Tech Trends: Intentionality on agenda at Princeton Entrepreneurship Council conference

Academic entrepreneurship while Black was in focus at the Princeton Entrepreneurship Council’s Empower 2021 conference recently.

The conference, which was virtual, brought together Black faculty, graduate students, postdocs and other founders in deep tech and social sciences to discuss the common problems facing them. And there were plenty of problems.

As Gabrielle Sulzberger, senior adviser for Two Sigma Impact, based in New York, and a Ford Foundation trustee, said in a panel entitled “Minding the Gaps — Creating Opportunities,” after George Floyd’s murder, a realization came to company boardrooms about how “broad and pervasive” the issues faced by Black entrepreneurs are.

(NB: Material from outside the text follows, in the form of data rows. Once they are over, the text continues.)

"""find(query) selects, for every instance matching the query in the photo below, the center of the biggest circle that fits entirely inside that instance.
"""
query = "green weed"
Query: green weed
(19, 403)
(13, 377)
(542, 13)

Gabrielle Sulzberger, senior adviser for Two Sigma Impact, based in New York. ­— Courtesy photo

“Along with that has come a real drumbeat of pressure that’s been really helpful, from the combination of employees and customers and institutional investors.”

Intention missing from mix

One of the problems faced by Black entrepreneurs has been well documented: the lack of access to capital and opportunity. What’s been missing from the mix is intention, the intention to change, she said.

“The (venture capital) firms and the (private equity) firms, they’re very smart people, they have a lot of resources, but they’re really good when they have an intention around something,” she said.

She added that she would like to see the firms develop a new playbook that leads them through the steps to providing opportunity and capital to Black entrepreneurs.

Speaking from a financial services point of view, Michael Froman, vice chairman and president of strategic growth at Mastercard, said there is a lot to be done just to bring people into financial services, so they can save that nest egg to begin entrepreneurial businesses, “and take the kinds of risks that are necessary to become entrepreneurs.” He added that there is a lot of unconscious bias that continues to be prevalent in financial networks.

Michael Froman, vice chairman and president of strategic growth at Mastercard. ­— courtesy photo

“Venture capital is very male and very white, and good ideas are not limited to that community,” he said. “Ensuring that you have got the kind of diversity around the table that is required to bring in a diverse set of entrepreneurs, a diverse set of good ideas, and ideas that can serve communities that have not been fully served to date (is the real opportunity),” he said. 

Entrepreneurs from different backgrounds working with diverse teams will design new products that will tap new markets.

Rodney Priestley, Princeton University’s vice dean for innovation, who was moderating the session, added that Froman had made a good point. 

“As someone who works in academia and thinks about where good ideas come from, it’s clear that diversity is a major component of where good ideas come from,” he said.

Systemic issues

Priestley asked Sulzberger about the so-called governance gap. She reiterated that most venture capital and PE firms are “teamed by white men.” This category of financing is very important, she said, because it fuels growth.

Referring to the research her company had done on public companies that are financed by private equity and venture capital, Sulzberger said that fewer than 1% of board seats at portfolio companies were filled by Black or Latinx members, and that the situation was even worse in the C-suite.

Rodney Priestley, Princeton University’s vice dean for innovation. ­— File photo

“These are companies that represent $11 trillion in market cap, (so) we do think there is a systemic issue,” and ultimately a governance challenge, she said. 

To help close the gap, Sulzberger works with the Board Diversity Action Alliance, which has been meeting with these companies to provide them with the resources to address this problem.

Steps going forward

Solutions to the problems identified during the Empower 2021 conference sessions, and the steps going forward, were the topics of roundtable discussions held at the very end of the two-day meeting.

In a roundtable session led by Michael Wiley, vice president of Foundation Venture Capital Group, based in Princeton, participants suggested making mentoring intentional, establishing a mentoring program that will specifically work to push doctoral and postdoc students forward, and cross-pollinating ideas across the tech and health care geographical ecosystems.